Jackson was a strong executive and placed in his Cabinet men who would do his will, and who, from his own point of view, were good advisers, since they counseled him to pursue the course he had marked out for himself. Comparing his Cabinet officers to those of the Presidents preceding him, one realizes that another plan of governing was set on foot, based on the theory that any American citizen is fit for any position to which he is called. It was an era when special training for administrative work began to be slighted, when education beyond the rudiments was considered unnecessary except in the three professions, when the practical man was apotheosized and the bookish man despised. Jackson, uneducated and with little experience in civil life, showed what power might be exercised by an arbitrary, unreasonable man who had the people at his back. The brilliant three—Webster, Clay, and Calhoun—were unable to prevail against his power.

Jackson’s financial policy may be defended; yet had it not been for his course during the nullification trouble, his declaration, “Our Federal Union: It must be preserved,” and his consistent and vigorous action in accordance with that sentiment it would be difficult to affirm that the influence of his two terms of office was good. It cannot be said that he increased permanently the power of the executive, but he showed its capabilities. It is somewhat curious, however, that Tocqueville, whose observations were made under Jackson, should have written: “The President [p211] possesses almost royal prerogatives, which he never has an opportunity of using…. The laws permit him to be strong; circumstances keep him weak.”

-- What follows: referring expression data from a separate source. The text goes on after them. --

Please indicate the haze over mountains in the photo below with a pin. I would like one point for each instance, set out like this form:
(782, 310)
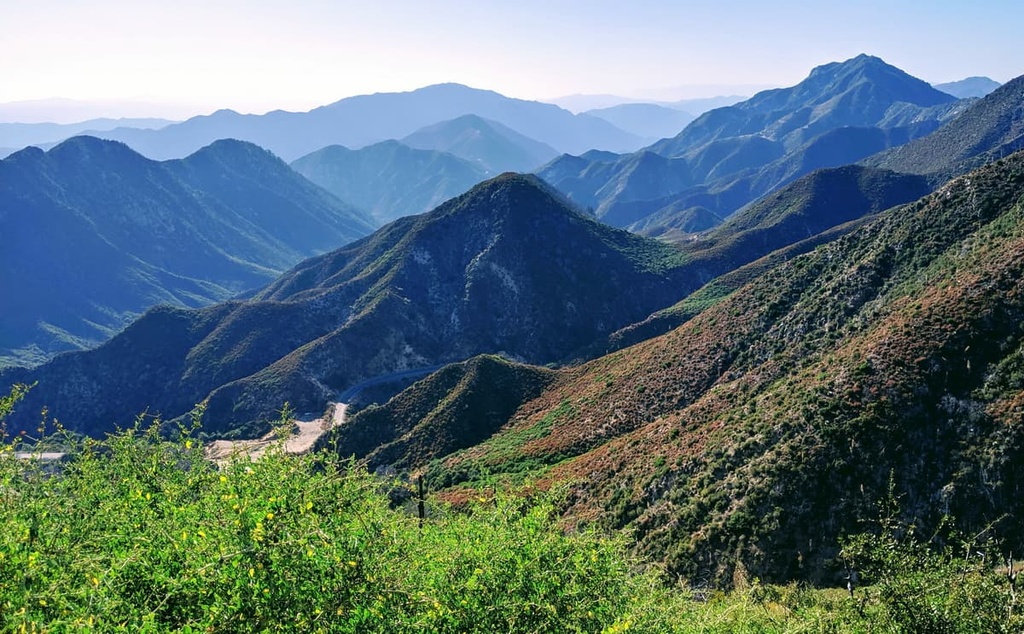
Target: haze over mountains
(390, 179)
(728, 157)
(359, 121)
(479, 273)
(835, 307)
(94, 234)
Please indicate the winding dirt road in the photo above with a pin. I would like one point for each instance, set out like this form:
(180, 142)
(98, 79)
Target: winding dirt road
(308, 428)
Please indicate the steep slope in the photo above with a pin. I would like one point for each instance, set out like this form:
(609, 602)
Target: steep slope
(507, 267)
(648, 121)
(989, 128)
(863, 91)
(363, 120)
(487, 144)
(95, 234)
(972, 87)
(750, 439)
(731, 156)
(389, 179)
(455, 408)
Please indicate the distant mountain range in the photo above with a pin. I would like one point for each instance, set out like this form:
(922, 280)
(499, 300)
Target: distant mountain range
(17, 135)
(94, 234)
(987, 129)
(754, 436)
(390, 179)
(970, 87)
(507, 268)
(694, 106)
(364, 120)
(728, 157)
(487, 144)
(647, 121)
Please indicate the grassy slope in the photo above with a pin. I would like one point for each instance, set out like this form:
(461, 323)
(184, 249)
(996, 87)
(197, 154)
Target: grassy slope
(765, 427)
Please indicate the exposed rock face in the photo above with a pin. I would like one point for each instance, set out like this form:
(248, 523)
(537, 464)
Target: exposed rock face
(506, 268)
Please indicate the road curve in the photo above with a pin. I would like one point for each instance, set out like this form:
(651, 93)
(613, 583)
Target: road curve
(309, 429)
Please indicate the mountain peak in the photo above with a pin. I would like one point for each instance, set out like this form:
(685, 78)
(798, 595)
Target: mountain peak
(507, 193)
(79, 149)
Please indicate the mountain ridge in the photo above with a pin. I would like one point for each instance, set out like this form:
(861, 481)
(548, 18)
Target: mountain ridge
(97, 234)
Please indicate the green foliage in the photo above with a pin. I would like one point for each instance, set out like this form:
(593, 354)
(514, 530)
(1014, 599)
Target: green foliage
(946, 584)
(137, 533)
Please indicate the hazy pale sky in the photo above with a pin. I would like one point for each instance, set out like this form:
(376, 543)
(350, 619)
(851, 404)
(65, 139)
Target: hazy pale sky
(255, 55)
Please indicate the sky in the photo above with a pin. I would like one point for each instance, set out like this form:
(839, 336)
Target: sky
(190, 56)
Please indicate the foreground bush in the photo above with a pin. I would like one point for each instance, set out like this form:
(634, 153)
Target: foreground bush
(140, 534)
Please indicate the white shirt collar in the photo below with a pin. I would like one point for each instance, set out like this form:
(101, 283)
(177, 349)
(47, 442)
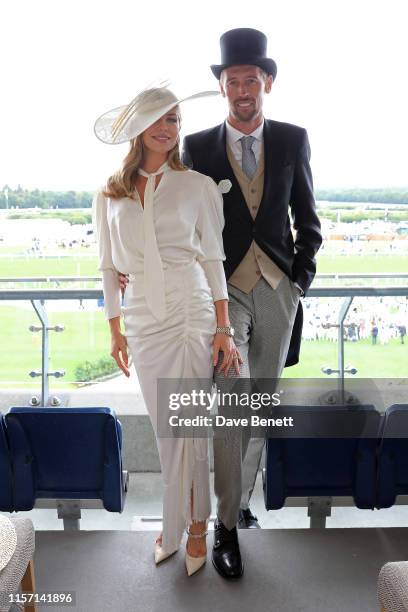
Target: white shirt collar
(234, 135)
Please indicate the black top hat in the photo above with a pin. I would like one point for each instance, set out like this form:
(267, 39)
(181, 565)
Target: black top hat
(244, 46)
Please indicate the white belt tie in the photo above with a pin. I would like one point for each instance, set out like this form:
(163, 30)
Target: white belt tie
(153, 277)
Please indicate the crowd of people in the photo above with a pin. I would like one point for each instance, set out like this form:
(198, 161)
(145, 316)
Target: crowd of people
(380, 319)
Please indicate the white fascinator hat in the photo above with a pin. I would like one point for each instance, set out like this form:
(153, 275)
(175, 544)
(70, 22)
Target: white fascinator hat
(126, 122)
(8, 540)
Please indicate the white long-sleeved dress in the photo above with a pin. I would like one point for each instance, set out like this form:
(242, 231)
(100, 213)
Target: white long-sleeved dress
(188, 221)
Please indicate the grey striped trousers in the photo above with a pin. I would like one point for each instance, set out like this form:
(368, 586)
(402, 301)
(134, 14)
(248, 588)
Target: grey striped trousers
(263, 321)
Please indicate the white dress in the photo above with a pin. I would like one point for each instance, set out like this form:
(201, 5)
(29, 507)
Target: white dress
(188, 223)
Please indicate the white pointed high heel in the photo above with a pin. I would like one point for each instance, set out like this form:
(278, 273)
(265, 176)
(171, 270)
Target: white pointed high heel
(193, 564)
(160, 555)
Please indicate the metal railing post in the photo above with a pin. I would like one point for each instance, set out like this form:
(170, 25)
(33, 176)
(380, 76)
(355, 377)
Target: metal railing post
(340, 348)
(38, 306)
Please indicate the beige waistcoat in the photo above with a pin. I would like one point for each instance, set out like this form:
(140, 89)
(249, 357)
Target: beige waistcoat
(255, 263)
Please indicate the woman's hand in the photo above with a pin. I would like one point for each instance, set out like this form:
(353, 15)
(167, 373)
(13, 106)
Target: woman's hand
(119, 351)
(123, 281)
(226, 344)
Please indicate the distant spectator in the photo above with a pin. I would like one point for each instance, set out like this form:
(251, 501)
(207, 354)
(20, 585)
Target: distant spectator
(374, 332)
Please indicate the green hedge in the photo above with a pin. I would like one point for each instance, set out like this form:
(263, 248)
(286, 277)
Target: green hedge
(90, 370)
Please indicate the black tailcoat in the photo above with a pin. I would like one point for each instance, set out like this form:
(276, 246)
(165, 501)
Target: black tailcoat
(287, 185)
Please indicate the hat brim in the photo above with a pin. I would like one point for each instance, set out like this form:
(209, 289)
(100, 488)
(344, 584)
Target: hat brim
(139, 122)
(265, 63)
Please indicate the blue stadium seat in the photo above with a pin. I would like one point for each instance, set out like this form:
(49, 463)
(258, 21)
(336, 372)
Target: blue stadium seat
(393, 456)
(324, 466)
(6, 496)
(66, 453)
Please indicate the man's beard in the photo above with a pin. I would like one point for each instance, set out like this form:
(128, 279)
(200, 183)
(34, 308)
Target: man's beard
(244, 117)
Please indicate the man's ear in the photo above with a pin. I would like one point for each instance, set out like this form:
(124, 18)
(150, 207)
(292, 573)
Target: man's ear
(268, 83)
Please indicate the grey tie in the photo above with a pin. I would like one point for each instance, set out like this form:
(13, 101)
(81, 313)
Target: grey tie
(248, 156)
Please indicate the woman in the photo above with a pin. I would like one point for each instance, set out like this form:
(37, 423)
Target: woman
(161, 224)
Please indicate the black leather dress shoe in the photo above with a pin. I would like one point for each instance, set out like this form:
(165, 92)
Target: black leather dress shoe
(226, 556)
(247, 520)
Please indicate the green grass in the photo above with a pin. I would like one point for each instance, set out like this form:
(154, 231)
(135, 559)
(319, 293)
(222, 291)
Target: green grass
(85, 338)
(362, 264)
(379, 361)
(76, 264)
(86, 335)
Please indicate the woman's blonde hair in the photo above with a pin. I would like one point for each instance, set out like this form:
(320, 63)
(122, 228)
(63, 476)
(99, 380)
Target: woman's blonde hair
(122, 183)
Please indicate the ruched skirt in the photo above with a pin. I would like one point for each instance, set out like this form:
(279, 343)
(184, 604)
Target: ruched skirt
(178, 348)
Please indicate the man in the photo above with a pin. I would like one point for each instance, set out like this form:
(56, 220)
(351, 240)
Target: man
(262, 167)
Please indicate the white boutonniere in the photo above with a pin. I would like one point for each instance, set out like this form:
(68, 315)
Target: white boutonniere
(224, 186)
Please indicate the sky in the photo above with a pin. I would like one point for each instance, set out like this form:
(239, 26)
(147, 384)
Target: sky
(341, 67)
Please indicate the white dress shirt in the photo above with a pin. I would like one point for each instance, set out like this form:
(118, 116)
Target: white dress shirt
(188, 219)
(233, 141)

The eight Presidents from Jackson to Lincoln did not raise the character of the presidential office. Van Buren was the heir of Jackson. Of the others, five owed their nominations to their availability. The evil which Jackson did lived after him; indeed, only a man as powerful for the good as he had been for the bad could have restored the civil service to the merit system which had prevailed before he occupied the White House. The offices were at stake in every election, and the scramble for them after the determination of the result was great and pressing. The chief business of a President for many months after his inauguration was the dealing out of the offices to his followers and henchmen. It was a bad scheme, from the political point of view, for every President except him who inaugurated it. Richelieu is reported to have said, on making an appointment, “I have made a hundred enemies and one ingrate.” So might have said many times the Presidents who succeeded Jackson.